王文山这样的高级将领带头反水,瞬间点燃了更多人的血性。
“王总兵反了!”
“跟着王总兵,杀鞑子皇帝!”
“反了!反了!”
呼应声此起彼伏,好几个营官、千总纷纷响应。
有人带头,溃散的羊群瞬间变成了复仇的狼群。
求生的欲望与积压的愤懑交织成滔天巨浪,向着曾经高高在上的八旗兵席卷而去。
越来越多的绿营部队被卷入战团,与身边的八旗兵厮杀在一起。
而真正的明军,也不再追杀那些绿营兵了。
两拨人反而共同齐心杀起那些八旗兵来了。
-
与此同时,岳乐与遏必隆两人率领亲兵,已急匆匆赶至城内的御营。
御营大帐内灯火通明,压抑得令人窒息。
顺治卧在床榻上,面色苍白,体内残留的弹片让他眉头紧锁。
兵部尚书伊图、翰林院学士王熙、内国史院大学士成克巩、都察院左都御史魏裔介等人。
当初随驾而来的几个满汉大臣都垂手侍立,个个面无人色。
几位汉臣虽然忧心忡忡,却都垂首不语,只是暗中交换着焦虑的眼神。
见岳乐与遏必隆急匆匆进帐,顺治强撑起身子:
外面究竟出了何事?
岳乐急忙跪拜:
皇上保重龙体要紧,是绿营炸营了,不过奴才已组织好防线,巴牙喇营旦夕可平。
遏必隆紧接着叩首:
皇上放心,不过是一些乌合之众作乱!
话音未落,一名御营侍卫踉跄闯入,仓皇急报:
“皇上,诸位大人,不好了!前军传来消息,图海将军已下令各旗,将冲营绿营,视为叛军,尽数格杀!”
“什么?!”
岳乐大惊失色。
遏必隆脱口而出:
图海怎如此糊涂!
随即意识到失态,强压声音却掩不住惊怒。
兵部尚书伊图脸色铁青,急声道:
此举万万不可!绿营虽乱,大多是被裹挟,岂能尽数格杀?这是要逼反三军啊!
几位汉臣闻言更是面色惨白。
王熙与成克巩暗中对视一眼,都从对方眼中看到了深深的忧虑,却仍保持着沉默。
魏裔介的嘴唇微微颤动,最终还是垂下了头。
够了!
顺治虚弱地抬手,声音却带着寒意。
岳乐,这就是你说的旦夕可平
岳乐顿时全身冷汗直冒,匍匐在地,跪地不起。
-
在混乱战场的边缘,一处可以俯瞰大半营盘的高台上。
邓名冷眼观察着战局的发展。
他特意命人将腿脚不便的张勇及其几名核心亲信控制在这里。
让他们亲眼目睹这场由他精心策划的乱局。
“现在,你彻底明白了吗?”
邓名对坐在轮椅上面如金纸的张勇耳边低语。
“从你开始为鞑子卖命之时,就注定了会有今晚的结局。

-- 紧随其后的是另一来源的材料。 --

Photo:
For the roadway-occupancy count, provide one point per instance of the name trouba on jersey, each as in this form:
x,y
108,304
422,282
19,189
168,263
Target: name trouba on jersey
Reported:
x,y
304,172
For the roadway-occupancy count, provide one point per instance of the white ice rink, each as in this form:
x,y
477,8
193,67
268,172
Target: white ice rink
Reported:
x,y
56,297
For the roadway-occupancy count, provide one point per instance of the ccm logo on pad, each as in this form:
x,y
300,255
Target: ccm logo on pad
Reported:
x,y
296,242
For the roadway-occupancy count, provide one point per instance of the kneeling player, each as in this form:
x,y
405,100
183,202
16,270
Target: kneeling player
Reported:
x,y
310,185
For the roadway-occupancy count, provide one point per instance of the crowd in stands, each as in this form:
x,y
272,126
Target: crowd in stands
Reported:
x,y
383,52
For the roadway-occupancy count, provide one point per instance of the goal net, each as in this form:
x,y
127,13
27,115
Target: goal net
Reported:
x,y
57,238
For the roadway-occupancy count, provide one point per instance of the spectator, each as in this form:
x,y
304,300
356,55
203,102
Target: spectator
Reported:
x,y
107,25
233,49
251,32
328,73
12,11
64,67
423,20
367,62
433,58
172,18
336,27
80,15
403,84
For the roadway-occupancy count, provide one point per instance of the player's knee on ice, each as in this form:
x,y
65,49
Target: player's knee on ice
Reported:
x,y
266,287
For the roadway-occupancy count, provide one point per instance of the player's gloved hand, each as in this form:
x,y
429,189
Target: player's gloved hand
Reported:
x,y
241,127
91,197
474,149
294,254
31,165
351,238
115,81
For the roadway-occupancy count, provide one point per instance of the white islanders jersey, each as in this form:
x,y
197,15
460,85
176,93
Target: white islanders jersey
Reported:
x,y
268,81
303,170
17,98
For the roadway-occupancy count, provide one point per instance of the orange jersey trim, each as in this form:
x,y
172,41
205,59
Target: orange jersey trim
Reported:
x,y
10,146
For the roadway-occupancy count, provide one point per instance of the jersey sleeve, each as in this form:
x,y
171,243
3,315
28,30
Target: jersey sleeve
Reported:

”
张勇面如死灰,浑身颤抖,颤声问道:
“邓州粮草被烧的谣言…也是你散播的?”
“是我散播的。”
邓名淡淡道,目光扫视着下方愈演愈烈的混乱。
“但是,那并不是谣言。邓州的粮草,是真的被我派人烧了。”
“什么?!不……不可能!”
张勇猛地瞪大了眼睛,简直不敢相信自己的耳朵。
邓名抬手指着下方那片已经彻底陷入血腥混乱的营地:
八旗与绿营互相厮杀,火光冲天,爆炸声此起彼伏。
那些头绑白布条的精锐还在制造破坏。
而更多的普通绿营兵为了活命,也拿起武器加入了战团。
张勇绝望地闭上了眼睛,浑浊的泪水从眼角滑落。
他已经不忍再看下去。
八旗大营已经彻底乱了。
绿营溃兵源源不断地涌入八旗营地,双方混杀在一起。
曾经威严整肃的清军大营,此刻已化为人间炼狱。